Message IDs in Mail and Content IDs (cid) in HTML Mail

19 Jun 2010 - 15:34

Message IDs in Mail and Content IDs (cid) in HTML Mail

This article provides a very short and simple PHP snippet. The purpose is to save you from the necessity to read several Internet mail standards (particularly about multipart/related and Internet Message Protocol, RFC 2822).

Message IDs and Content IDs have the same structure, so the same snippet serves both.

Message IDs are part of the e-mail headers. They should form a unique identifier for every single e-mail. Mail servers forwarding a mail, keep them without change. List servers, distributing mail keep them as well (at least the reasonably designed ones). But if you write a new mail (or reply to one), a new message id is created.

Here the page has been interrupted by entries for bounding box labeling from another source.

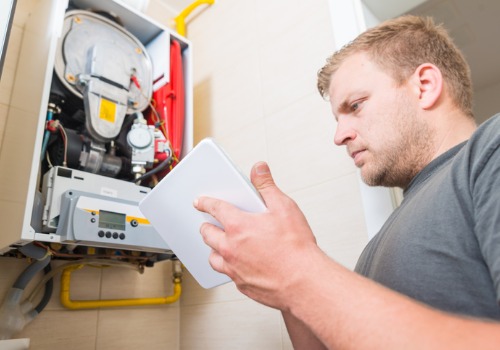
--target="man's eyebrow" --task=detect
[334,99,351,115]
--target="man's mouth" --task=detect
[350,149,366,167]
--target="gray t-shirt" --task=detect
[356,114,500,319]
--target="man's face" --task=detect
[329,53,432,188]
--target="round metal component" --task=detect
[55,10,153,114]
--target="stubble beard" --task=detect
[361,96,433,189]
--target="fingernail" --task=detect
[255,162,269,175]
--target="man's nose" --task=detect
[334,118,356,146]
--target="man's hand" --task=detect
[194,163,319,310]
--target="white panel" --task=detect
[363,0,427,21]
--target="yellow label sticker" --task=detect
[99,98,116,123]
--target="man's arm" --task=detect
[195,163,500,349]
[281,311,326,350]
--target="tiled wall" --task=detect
[0,0,367,350]
[179,0,367,350]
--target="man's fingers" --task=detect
[193,197,236,226]
[250,162,282,207]
[200,222,224,251]
[200,222,226,273]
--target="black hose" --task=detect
[134,156,172,182]
[12,244,50,290]
[35,264,54,313]
[12,256,50,290]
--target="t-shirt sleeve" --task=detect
[472,118,500,305]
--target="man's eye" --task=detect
[351,100,364,112]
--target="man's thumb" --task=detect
[250,162,276,194]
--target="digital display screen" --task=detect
[97,210,127,231]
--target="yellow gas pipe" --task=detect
[174,0,215,36]
[60,262,182,310]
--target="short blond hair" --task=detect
[318,15,473,117]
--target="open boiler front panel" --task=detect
[0,0,193,263]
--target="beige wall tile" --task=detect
[266,93,354,192]
[218,120,269,177]
[259,1,333,116]
[146,0,177,28]
[14,0,38,27]
[17,310,99,350]
[194,53,263,138]
[95,305,180,350]
[0,103,9,147]
[291,173,368,269]
[0,66,16,105]
[181,300,281,350]
[187,0,260,85]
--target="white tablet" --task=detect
[139,138,266,288]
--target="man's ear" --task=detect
[411,63,443,109]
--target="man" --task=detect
[195,16,500,349]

These IDs are used among other things to allow threading of mail in your client program. If you reply to a mail, your mail program adds a header, to which message id you did reply. (At least, it should do so.)

For scripts, sending out mail, sometimes you need to have the message id under code control. Archiving the mail in a database may be one reason. For news letters, I used self created message IDs to keep track of address record numbers in case of bounced mail.

Uniqueness of message IDs is basically guaranteed by two steps: One part of the ID is a domain name that is under your control. Since I have the domain “j-schell.de”, I would use it for this part of the ID. Nobody else in the world has that domain. If I would need to split work among some friends or colleagues, we would simply create subdomain names: ”a.j-schell.de”, “b.j-schell.de” and so on. It is not required, that these names do correspond to existing machines. It is just necessary that each of us has his/hers own name, so we do not interfere with each other.

A other part of the message ID is created be each of us. I just need to care that it is unique among all the mail that I do create. The domain name part makes sure I have not to care about others. Let me call this part the “local part”.

Message IDs look much like mail addresses. But the are none. They have an “@” sign, preceded by the local part and followed by the domain name part. For the local part, RFC 2822 suggests to use some mixture of a time stamp and a random value.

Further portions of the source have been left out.